Item Details
Description
Initialed ‘W. G.’, oil on canvas
15 x 12 in. (38.1 x 30.5cm)
Executed circa 1933-1935.
Provenance
Collection of Gail and Michael Rosenberg, New York.
Gerald Peters Gallery, New York, New York.
Acquired directly from the above.
Collection of Charles and Virginia Bowden, San Antonio, Texas.
The Estate of Charles and Virginia Bowden, San Antonio, Texas.
By descent.
Private Collection, Tennessee.
Exhibition
“Old New York and Artists of the Period, 1900-1941,” Nassau County Museum of Art, Roslyn, New York, August 19-November 4, 2001.
“William Glackens,” Gerald Peters Gallery, New York, New York, November 20, 2003-January 3, 2004.
Lot Essay
The present work is a study for William Glackens' The Soda Fountain (1935), now in the permanent collection of the Pennsylvania Academy of the Fine Arts. The pair, nearly identical save for size, is a testament to Glackens' preoccupation with urban sites and spaces. Unlike earlier paintings that depict bustling social settings or outdoor scenes, The Soda Fountain–both preliminary study and final version–offers a more intimate and nuanced view.
The central grouping includes a young woman seated confidently at the counter, one gloved hand clutching her purse while the other dabs the corner of her mouth. A second figure, possibly a companion, sits with her left arm akimbo; her yellow hat offers a chromatic parallel to her counter-mate's dress and a nearby arrangement of lemons. Glackens bathes the pair in warm light which, in turn, accentuates their self-assured postures and fashionable, yet unpretentious attire. Delicate brushwork and a pastel-like palette reveal the artist's indebtedness to Renoir, to whom he was often compared. The soda clerk, who, in the final version was modeled after Glackens' son, Ira, fills a glass behind the counter.
It is within this subtle portrayal that Glackens captures the essence of his subject. The women are not defined by the company they keep, but rather by a kind of comfortable independence.

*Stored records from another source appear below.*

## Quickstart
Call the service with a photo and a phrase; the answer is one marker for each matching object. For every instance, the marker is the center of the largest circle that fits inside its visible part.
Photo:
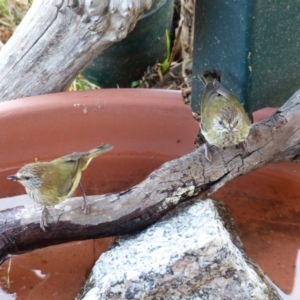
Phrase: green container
(127, 60)
(255, 44)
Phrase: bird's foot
(207, 152)
(43, 220)
(85, 207)
(244, 145)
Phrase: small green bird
(224, 122)
(49, 183)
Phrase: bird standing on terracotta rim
(224, 122)
(49, 183)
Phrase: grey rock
(193, 253)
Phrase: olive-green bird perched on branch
(49, 183)
(224, 122)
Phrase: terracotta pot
(147, 128)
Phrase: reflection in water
(268, 220)
(266, 208)
(295, 294)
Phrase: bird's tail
(208, 76)
(86, 157)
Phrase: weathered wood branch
(272, 140)
(58, 38)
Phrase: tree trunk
(272, 140)
(58, 38)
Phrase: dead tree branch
(58, 38)
(272, 140)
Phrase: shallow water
(265, 205)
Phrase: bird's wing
(72, 157)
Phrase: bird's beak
(13, 177)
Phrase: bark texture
(58, 38)
(272, 140)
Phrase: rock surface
(193, 253)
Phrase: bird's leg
(43, 221)
(85, 206)
(207, 152)
(244, 145)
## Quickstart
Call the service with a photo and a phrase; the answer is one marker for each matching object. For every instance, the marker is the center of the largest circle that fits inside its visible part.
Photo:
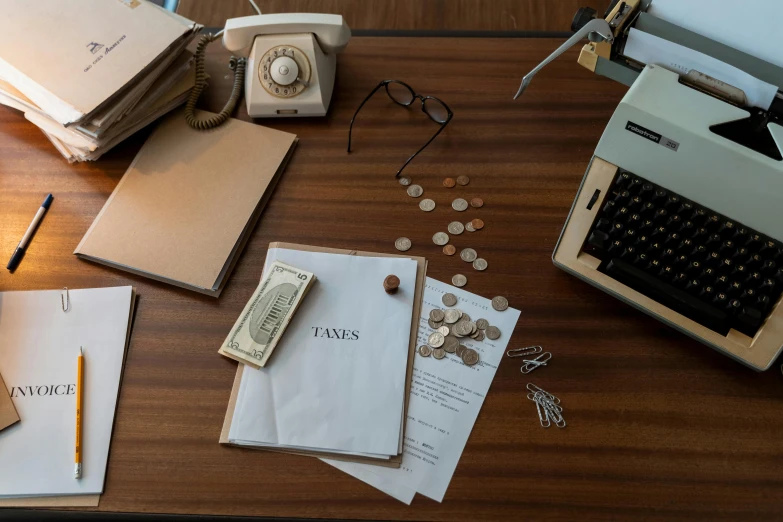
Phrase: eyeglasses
(402, 94)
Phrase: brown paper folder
(393, 462)
(8, 413)
(187, 204)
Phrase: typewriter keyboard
(697, 262)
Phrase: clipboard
(395, 461)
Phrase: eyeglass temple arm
(443, 126)
(350, 127)
(596, 30)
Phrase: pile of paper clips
(548, 406)
(530, 364)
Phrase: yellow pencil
(77, 470)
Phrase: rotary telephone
(289, 69)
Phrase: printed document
(446, 396)
(336, 381)
(39, 344)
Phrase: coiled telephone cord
(235, 64)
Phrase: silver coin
(456, 228)
(451, 344)
(452, 316)
(499, 303)
(470, 356)
(415, 191)
(459, 205)
(427, 205)
(493, 332)
(436, 339)
(440, 238)
(468, 255)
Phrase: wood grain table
(659, 426)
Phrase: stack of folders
(91, 73)
(339, 380)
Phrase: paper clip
(532, 364)
(523, 352)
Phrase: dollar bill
(262, 323)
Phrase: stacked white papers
(90, 73)
(337, 380)
(446, 397)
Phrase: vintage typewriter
(680, 212)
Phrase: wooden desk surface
(659, 427)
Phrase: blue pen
(20, 250)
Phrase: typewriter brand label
(652, 136)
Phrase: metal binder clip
(532, 364)
(523, 352)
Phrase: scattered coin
(449, 299)
(469, 255)
(470, 356)
(436, 339)
(440, 238)
(391, 284)
(402, 244)
(493, 332)
(415, 191)
(456, 228)
(451, 344)
(459, 204)
(451, 316)
(427, 205)
(499, 303)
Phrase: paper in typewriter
(446, 397)
(337, 380)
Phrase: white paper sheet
(344, 393)
(649, 49)
(446, 397)
(39, 344)
(750, 26)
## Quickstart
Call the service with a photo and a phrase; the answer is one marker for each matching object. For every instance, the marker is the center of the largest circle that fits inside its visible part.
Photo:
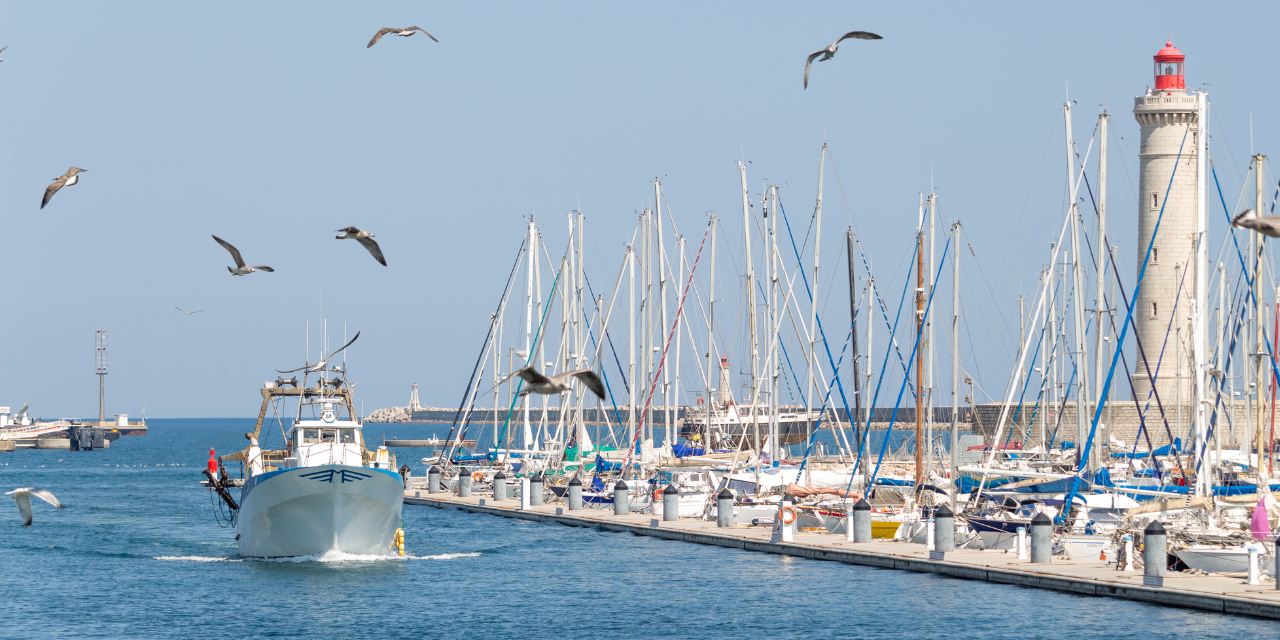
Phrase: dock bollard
(1155, 554)
(725, 508)
(862, 521)
(433, 480)
(575, 494)
(944, 530)
(671, 503)
(535, 490)
(1042, 539)
(499, 487)
(621, 493)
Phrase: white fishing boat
(325, 490)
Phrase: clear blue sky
(270, 126)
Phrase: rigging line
(914, 350)
(1124, 332)
(662, 361)
(484, 347)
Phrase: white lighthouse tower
(1170, 195)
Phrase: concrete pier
(1183, 590)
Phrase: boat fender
(789, 515)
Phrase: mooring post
(535, 490)
(575, 494)
(725, 508)
(944, 530)
(464, 483)
(620, 498)
(862, 521)
(499, 487)
(671, 503)
(1155, 554)
(433, 480)
(1042, 539)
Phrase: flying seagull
(65, 179)
(366, 240)
(240, 261)
(1267, 225)
(397, 32)
(323, 362)
(22, 498)
(827, 54)
(556, 384)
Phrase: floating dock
(1184, 590)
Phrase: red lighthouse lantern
(1169, 68)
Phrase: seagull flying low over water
(1267, 225)
(320, 365)
(366, 240)
(65, 179)
(22, 498)
(240, 261)
(831, 50)
(397, 32)
(556, 384)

Occupying the soda fountain on their own terms, they partake in a leisure activity traditionally associated with couples, but without the need for male accompaniment. (Even the soda clerk, the composition's lone male figure, is at some remove, both physically and psychologically.) While the present study (and PAFA's version) do not directly address social or political matters, together they reflect a changing social landscape–one that Glackens understood and appreciated all too well. Claiming public spaces and leisure activities for themselves, his female protagonists embody a newfound sense of self and individual agency, and attest to the evolving role of women in the first few decades of the 20th century.